Томас пожал плечами:
– Хотел сделать ей больно.
– Ты сознательно пошел на жестокость?
– Тебя это удивляет?
Он встал, подошел к бару и щедро плеснул себе еще бренди. Потом наклонил графин в сторону Элис, но ее стакан был по-прежнему полон, и она покачала головой.
– Я хотел, чтобы она испытала чувство потери. Хотел лишить ее чего-то, что ей дорого. Сын явно не подпадал под эту категорию. Думаю, потеря птички ее сильно задела. Я удивлялся, как она сдерживает такие мощные эмоции.
Томас говорил без злости, сухо и отстраненно, попивая бренди и глядя в огонь. По коже Элис побежали мурашки, но на сей раз дождь и усталость были ни при чем. Она покатала стакан в ладонях, наблюдая, как жидкость плещется и стекает по стенкам, и сделала еще один глоток:
– Похоже, счастливым твое детство не назовешь.
– Я не один в этом клубе. Пусть тебя это не тревожит, – Томас смерил ее взглядом, под которым она заерзала. – Скучаешь по родителям?
– Каждый день.
Он кивнул, как будто ждал от нее именно такого ответа:
– Да. Конечно. Я со своими почти восемь лет не общаюсь. Когда я думаю о них, ничего не чувствую. Это делает меня плохим человеком? Как по-твоему?
– Не это.
Натянутая улыбка.
– Ах. Вот мы и подходим к сути. Значит, второе. Оно делает меня плохим человеком.

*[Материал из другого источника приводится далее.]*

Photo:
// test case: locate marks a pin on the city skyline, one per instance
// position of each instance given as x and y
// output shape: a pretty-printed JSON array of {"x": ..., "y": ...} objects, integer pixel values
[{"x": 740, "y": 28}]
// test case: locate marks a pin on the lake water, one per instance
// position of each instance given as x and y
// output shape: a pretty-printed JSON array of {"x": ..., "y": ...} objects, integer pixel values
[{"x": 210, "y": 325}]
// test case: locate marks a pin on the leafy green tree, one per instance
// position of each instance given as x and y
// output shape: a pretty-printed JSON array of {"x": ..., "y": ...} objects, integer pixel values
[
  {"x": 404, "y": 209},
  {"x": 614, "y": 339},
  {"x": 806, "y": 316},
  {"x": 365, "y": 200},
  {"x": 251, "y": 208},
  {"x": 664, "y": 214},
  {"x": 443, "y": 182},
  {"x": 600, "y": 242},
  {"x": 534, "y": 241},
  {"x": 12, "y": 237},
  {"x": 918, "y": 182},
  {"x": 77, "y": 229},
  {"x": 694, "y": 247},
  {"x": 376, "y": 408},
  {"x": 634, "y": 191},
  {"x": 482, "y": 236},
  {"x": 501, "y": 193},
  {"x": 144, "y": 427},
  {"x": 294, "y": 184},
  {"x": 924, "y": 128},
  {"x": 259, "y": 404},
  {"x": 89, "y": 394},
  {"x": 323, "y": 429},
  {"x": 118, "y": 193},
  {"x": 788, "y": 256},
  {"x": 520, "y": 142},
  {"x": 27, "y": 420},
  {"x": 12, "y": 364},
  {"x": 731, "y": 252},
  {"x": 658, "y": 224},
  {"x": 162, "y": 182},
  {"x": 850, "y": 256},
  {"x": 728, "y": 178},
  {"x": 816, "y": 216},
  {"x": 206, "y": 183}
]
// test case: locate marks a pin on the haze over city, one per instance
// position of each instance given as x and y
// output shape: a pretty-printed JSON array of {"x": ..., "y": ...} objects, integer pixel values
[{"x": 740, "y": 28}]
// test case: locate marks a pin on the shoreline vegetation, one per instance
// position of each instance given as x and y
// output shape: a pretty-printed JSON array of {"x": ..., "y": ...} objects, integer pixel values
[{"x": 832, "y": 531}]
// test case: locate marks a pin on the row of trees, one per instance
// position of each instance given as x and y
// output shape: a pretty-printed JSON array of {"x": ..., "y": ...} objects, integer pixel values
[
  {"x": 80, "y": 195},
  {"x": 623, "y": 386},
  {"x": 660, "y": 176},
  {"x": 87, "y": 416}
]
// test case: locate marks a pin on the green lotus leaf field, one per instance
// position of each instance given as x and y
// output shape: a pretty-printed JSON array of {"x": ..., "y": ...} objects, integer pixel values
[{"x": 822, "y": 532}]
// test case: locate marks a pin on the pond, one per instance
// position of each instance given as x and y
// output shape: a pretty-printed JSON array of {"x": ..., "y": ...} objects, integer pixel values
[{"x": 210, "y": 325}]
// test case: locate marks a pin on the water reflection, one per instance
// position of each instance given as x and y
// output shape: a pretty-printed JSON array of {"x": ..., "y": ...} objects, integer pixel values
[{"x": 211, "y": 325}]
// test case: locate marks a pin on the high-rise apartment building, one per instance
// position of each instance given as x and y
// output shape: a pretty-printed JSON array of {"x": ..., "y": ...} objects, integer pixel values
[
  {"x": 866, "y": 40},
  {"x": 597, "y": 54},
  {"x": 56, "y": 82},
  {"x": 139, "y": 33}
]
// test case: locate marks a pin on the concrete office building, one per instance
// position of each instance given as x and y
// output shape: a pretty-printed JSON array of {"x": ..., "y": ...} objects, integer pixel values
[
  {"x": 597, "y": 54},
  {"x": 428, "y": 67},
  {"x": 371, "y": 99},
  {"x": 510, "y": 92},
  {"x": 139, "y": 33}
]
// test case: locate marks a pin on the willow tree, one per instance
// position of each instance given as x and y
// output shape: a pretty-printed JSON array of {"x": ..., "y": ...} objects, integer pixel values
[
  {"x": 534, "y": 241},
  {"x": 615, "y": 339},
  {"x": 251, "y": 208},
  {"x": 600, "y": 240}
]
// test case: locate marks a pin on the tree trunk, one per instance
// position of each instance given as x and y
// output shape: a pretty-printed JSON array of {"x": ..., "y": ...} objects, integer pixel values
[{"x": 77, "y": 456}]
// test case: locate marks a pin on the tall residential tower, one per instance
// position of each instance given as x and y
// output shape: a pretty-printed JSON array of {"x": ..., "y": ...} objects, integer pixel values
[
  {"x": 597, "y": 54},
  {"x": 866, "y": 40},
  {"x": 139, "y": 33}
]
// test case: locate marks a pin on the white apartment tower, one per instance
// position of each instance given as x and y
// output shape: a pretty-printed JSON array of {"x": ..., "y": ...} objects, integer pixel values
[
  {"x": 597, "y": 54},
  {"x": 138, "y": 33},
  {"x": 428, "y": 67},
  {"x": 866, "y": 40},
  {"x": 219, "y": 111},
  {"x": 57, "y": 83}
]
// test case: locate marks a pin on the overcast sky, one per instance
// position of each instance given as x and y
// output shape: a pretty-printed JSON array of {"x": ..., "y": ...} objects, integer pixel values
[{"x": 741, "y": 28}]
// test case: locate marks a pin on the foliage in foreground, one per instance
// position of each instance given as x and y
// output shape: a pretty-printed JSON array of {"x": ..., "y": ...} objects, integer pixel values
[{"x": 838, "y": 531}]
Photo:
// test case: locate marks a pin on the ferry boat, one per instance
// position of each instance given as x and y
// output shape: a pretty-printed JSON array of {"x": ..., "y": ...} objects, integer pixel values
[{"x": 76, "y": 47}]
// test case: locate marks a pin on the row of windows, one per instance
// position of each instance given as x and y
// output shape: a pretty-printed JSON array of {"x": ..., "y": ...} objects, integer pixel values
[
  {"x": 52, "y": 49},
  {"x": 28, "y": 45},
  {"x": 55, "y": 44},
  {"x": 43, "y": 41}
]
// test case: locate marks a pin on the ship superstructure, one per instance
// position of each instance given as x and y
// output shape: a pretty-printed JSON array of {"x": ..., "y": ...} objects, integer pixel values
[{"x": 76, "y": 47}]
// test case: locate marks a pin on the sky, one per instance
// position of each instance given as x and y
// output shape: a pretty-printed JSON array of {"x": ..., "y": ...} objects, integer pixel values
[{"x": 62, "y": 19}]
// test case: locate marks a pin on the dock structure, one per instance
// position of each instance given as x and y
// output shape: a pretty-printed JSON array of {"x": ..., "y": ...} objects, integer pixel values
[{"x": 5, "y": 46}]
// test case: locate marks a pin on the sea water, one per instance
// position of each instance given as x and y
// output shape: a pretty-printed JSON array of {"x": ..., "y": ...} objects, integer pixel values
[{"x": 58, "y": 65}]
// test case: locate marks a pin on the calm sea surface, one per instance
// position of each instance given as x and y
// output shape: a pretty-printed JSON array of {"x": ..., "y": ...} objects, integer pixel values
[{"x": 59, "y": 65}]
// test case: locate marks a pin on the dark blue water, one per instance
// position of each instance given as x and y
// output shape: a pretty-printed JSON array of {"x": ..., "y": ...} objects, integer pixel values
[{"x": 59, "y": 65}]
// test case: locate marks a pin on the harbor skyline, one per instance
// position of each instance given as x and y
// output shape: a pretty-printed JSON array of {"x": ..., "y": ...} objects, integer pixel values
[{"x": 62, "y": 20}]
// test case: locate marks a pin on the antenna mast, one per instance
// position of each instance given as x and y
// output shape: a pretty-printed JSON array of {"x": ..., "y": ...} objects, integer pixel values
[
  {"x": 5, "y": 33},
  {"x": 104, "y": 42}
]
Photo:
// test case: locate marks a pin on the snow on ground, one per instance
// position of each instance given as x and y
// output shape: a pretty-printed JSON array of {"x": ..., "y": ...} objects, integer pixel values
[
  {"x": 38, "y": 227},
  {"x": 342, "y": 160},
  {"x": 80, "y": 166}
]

Неужели он думал, что они сумеют обойти эту ужасную историю, оказавшись наедине в той же комнате, так близко друг к другу, что она могла бы протянуть руку и коснуться ладони, в которой он держит стакан? Текучее тепло бренди распаляло Элис изнутри и сливалось во что-то тяжелое у нее под сердцем. Она глубоко вдохнула:
– По-твоему, оно делает тебя хорошим?
Томас вытащил несколько поленьев из корзины и бросил их в камин, подняв облачко искр, устремившихся в дымоход.
– В тот день после твоего ухода я задремал, Элис. Вернувшись в эту комнату, я понял, что ты видела рисунок. Дело не в том, что наброски лежали в другом порядке – я не уверен, что вспомнил бы, как именно их складывал, однако я точно не намеревался оставлять этот конкретный рисунок сверху. Я увидел отпечатки твоих ног в меловой пыли. И отпечаток большого пальца в углу наброска. Ты не знала, что оставила их, верно?
Томас встал перед ней и взял ее за запястье. Элис вздрогнула и попыталась вырваться, но он не заметил или не придал этому значения и поднес ее руку еще ближе к себе, поглаживая подушечку большого пальца, будто пытался стереть с нее что-то. В следующий миг он ее отпустил.
Элис прижала руку к груди, через футболку чувствуя, как ее суставы сочатся теплом:
– Это неважно.
– Не говори чепухи. Разумеется, это важно.
– Может быть, для тебя. Но не для меня.
Томас допил свой бренди и с глухим стуком поставил стакан на стол:
– Ты не умеешь лгать, Элис. И слава Богу.